Otras veces me reunía con un grupo del barrio para ir al ciber. Éramos grandes para eso, lo sabíamos, pero no nos importaba. Jugábamos en red al Counter-Strike como si fuéramos soldados en una misión real, discutíamos estrategias a los gritos mientras comíamos papas fritas de paquete. Después íbamos a la casa de alguno a seguir viciando con las consolas, desde las viejas hasta la más moderna. Terminábamos viendo películas de terror, todos tirados en colchones en el suelo.
No vivíamos pendientes del celular. Usábamos el MSN para comunicarnos y, si queríamos vernos, pasábamos por la casa del otro o llamábamos al teléfono de línea.
Matías trabajaba como contador en una financiera. Siempre de camisa blanca mal planchada, con corbatas ridículas de dibujitos animados. Vivía en una especie de caos ordenado, en un departamento un poco más grande que el mío, a pocas cuadras.

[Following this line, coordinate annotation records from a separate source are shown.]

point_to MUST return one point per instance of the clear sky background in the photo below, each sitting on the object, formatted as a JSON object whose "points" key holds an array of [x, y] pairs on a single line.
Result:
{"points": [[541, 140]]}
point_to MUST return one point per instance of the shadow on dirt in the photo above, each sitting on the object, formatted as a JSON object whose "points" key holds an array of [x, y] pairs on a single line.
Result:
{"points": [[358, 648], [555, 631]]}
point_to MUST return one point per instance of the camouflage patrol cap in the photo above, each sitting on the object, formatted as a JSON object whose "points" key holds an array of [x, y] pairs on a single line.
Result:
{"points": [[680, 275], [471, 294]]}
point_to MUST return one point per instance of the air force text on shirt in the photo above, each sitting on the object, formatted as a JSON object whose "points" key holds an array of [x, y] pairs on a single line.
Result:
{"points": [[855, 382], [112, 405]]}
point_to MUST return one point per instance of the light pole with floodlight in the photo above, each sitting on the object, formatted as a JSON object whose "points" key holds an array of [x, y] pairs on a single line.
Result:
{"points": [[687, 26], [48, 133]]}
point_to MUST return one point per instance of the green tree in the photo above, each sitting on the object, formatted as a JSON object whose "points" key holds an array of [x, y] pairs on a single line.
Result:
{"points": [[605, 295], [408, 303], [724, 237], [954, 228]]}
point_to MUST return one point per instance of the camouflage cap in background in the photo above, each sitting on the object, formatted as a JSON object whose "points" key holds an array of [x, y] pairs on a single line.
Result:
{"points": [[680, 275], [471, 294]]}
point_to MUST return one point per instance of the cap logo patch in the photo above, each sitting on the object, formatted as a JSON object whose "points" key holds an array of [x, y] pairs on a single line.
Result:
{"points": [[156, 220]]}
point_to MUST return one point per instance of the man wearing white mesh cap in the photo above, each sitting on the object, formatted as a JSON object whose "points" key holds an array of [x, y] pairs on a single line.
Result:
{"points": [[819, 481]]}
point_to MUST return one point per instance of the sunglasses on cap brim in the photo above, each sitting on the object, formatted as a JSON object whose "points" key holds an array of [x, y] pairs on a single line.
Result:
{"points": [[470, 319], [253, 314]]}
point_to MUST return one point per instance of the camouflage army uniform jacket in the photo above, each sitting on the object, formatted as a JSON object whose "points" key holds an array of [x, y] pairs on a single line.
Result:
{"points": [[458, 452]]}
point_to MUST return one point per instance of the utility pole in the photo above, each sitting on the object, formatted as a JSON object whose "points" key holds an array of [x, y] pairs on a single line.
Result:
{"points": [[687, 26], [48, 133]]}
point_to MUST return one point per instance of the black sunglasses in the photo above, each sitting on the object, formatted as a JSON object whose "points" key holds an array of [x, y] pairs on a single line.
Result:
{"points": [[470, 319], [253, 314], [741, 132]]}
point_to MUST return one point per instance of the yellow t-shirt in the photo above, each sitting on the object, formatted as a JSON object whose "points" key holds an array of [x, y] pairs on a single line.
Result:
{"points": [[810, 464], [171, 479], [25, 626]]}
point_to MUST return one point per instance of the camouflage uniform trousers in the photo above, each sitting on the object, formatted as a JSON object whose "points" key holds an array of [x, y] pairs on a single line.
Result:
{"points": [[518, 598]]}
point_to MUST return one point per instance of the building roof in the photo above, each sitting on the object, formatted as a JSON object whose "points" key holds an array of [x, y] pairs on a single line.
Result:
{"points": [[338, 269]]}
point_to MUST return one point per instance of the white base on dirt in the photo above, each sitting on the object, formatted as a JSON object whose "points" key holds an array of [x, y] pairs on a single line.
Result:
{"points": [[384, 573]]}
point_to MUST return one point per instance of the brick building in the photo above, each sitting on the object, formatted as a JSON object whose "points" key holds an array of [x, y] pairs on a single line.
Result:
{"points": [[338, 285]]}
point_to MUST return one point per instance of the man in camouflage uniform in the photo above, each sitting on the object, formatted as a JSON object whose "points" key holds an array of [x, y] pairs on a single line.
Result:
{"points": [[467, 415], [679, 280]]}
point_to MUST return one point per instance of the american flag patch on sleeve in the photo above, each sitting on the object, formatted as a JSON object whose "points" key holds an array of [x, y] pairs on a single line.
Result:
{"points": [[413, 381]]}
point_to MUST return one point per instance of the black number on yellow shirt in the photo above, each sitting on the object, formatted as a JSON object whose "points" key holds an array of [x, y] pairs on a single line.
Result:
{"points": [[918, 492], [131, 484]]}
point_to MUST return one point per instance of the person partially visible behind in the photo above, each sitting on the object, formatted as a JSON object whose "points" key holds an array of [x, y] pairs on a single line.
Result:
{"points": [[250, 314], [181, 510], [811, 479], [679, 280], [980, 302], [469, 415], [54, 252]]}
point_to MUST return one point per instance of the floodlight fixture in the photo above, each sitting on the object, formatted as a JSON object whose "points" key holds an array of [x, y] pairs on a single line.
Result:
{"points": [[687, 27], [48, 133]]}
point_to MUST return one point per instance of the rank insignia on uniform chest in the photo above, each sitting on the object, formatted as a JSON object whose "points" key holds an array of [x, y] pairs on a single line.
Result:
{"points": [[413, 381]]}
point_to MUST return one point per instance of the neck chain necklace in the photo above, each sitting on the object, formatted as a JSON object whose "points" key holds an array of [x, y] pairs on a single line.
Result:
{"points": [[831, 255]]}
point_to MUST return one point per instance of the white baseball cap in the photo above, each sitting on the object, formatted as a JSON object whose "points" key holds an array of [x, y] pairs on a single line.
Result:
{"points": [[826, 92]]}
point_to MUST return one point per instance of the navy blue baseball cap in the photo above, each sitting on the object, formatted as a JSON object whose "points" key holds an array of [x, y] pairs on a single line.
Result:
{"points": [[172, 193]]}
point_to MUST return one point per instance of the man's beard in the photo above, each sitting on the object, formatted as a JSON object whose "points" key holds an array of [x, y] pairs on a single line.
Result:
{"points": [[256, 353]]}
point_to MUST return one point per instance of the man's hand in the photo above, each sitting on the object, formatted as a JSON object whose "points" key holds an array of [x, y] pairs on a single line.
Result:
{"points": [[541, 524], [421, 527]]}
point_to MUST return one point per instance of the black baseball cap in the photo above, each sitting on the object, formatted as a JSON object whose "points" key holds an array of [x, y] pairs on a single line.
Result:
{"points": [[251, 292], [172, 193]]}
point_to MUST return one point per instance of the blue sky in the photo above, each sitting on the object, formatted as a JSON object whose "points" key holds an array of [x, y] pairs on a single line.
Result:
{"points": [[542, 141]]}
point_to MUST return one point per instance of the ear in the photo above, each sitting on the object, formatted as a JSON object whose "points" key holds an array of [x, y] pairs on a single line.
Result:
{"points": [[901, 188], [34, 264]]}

Mi madre era ama de casa. Se encargaba de todo con una dedicación silenciosa. A veces invertía en ropa y salía a vender entre amigas o conocidos para hacerse unos pesos extra. Mi padre trabajaba como repartidor para una farmacéutica. Conocía cada calle, cada barrio, cada esquina de Mar del Plata como si fueran suyos. Se quejaba del tráfico, pero nunca llegaba tarde.

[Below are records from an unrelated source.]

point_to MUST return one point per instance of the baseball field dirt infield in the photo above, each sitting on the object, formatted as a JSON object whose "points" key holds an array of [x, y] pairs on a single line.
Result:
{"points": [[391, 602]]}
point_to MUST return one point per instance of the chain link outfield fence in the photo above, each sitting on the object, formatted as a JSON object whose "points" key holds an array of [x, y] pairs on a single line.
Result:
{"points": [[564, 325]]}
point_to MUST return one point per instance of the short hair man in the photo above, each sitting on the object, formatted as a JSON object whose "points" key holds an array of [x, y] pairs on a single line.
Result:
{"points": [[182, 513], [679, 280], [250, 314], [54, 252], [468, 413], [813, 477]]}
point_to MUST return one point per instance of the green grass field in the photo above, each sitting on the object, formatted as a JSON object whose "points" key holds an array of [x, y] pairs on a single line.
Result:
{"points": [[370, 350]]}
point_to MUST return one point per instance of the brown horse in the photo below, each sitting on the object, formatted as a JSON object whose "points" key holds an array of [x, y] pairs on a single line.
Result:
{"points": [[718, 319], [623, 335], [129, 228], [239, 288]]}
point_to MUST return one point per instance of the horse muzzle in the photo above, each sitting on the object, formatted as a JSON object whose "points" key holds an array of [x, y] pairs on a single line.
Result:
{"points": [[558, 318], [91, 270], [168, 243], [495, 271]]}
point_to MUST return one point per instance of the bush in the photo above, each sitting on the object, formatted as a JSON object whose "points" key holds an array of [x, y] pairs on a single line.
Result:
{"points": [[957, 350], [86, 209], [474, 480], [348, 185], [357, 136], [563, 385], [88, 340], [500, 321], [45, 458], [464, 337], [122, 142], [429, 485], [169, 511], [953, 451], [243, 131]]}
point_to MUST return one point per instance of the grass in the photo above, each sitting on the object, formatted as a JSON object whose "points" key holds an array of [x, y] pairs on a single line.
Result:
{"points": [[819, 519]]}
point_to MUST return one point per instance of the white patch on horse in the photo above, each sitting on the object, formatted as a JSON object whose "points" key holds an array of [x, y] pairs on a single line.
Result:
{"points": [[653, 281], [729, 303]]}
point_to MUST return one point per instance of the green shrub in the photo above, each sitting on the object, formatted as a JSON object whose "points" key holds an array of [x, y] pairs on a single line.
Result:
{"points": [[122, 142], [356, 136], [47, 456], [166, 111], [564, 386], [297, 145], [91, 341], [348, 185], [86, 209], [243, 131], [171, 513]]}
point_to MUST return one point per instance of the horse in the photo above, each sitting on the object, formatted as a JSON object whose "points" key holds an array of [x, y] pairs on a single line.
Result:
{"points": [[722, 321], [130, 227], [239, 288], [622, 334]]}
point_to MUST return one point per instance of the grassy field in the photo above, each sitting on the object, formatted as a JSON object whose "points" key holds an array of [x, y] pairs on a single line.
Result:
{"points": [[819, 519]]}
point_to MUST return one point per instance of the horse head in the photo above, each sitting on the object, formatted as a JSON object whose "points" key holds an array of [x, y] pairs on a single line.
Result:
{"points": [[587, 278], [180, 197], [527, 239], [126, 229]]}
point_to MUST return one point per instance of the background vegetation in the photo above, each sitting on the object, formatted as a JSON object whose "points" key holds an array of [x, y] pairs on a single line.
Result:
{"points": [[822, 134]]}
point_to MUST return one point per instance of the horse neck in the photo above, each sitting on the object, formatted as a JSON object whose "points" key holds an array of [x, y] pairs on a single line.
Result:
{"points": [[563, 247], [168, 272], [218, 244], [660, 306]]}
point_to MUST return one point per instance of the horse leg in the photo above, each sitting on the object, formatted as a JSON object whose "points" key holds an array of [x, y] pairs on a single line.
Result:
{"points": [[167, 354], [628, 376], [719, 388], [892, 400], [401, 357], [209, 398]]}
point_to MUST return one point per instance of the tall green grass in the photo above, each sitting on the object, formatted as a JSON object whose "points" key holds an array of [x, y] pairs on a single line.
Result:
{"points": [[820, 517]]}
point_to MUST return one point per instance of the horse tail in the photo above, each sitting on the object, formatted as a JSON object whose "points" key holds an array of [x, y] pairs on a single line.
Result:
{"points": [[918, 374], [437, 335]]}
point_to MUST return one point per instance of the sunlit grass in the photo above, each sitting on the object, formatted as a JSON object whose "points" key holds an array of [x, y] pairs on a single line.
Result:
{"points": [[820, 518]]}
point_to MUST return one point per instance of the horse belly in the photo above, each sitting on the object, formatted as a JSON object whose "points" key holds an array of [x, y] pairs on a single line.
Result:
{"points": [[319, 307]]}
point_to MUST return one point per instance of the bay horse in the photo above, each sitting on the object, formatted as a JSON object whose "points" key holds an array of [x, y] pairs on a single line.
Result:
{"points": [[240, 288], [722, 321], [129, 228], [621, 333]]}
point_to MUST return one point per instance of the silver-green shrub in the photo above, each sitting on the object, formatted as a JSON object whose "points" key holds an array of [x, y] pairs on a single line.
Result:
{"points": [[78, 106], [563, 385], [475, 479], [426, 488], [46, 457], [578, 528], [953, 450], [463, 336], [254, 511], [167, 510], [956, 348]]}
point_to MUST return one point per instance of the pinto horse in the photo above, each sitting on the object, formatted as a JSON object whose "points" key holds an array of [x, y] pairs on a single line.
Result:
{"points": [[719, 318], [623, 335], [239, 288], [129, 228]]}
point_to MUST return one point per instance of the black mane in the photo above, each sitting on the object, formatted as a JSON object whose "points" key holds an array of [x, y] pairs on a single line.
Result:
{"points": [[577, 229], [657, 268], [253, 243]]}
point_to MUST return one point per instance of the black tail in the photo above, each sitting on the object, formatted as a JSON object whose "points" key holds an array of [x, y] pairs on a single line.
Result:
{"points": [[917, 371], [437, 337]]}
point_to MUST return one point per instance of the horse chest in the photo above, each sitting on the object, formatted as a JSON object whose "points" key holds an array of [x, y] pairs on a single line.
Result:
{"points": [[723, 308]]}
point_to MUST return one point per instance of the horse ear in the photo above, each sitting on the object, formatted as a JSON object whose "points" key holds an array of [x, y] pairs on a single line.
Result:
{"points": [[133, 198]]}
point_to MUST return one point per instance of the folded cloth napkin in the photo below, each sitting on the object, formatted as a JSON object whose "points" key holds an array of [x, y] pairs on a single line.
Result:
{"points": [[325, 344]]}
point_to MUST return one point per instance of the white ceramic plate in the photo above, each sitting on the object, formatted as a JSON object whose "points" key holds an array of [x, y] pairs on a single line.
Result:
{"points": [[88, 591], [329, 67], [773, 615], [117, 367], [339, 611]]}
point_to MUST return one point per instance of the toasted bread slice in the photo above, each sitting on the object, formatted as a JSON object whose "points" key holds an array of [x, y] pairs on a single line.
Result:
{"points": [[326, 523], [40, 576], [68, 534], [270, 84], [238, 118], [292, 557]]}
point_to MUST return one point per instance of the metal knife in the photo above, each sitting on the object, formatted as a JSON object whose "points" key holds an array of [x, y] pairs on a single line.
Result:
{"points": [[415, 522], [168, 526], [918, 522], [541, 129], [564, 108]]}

Yo cobraba un sueldo digno. Me alcanzaba para el alquiler, la academia, algún libro o CD, y salidas con amigos. No necesitaba más. Sentía que la vida me sonreía en cosas simples, y con eso me bastaba. Éramos felices a nuestra manera.
***
Y entonces llegó el 2001. Y con él... el temblor. Diciembre fue el principio del fin. La palabra corralito empezó a aparecer en todos lados: en los noticieros, en las charlas de los cafés, en los susurros nerviosos de la cola del supermercado. Era la nueva pesadilla de la clase media. Los ahorros de mis padres, guardados en dólares durante años de esfuerzo, quedaron congelados. Intocables e inútiles.
Al principio, sobrevivimos con lo justo. Mi madre estiraba cada peso, mi padre seguía en la farmacéutica, Matías y yo todavía cobrábamos, aguantábamos. Pero con los meses, todo se fue desmoronando.
El primero en caer fue mi viejo. La empresa cerró de un día para otro. Treinta años de trabajo, y ni una carta, ni una indemnización, ni una explicación. Solo una persiana baja y un hombre de sesenta años que, de repente, no sabía qué hacer con sus ganas de trabajar.
Después le tocó a Matías, cuando la financiera quebró. Una mañana fue a la oficina y se encontró con un papel pegado con cinta scotch en el vidrio: Cerrado hasta nuevo aviso.
Después, yo. La escuela empezó a atrasarse con los pagos. Primero unos días, después semanas. Nos pedían paciencia, decían que era algo temporal. No lo fue. A mitad de 2002, cerraron las puertas para siempre.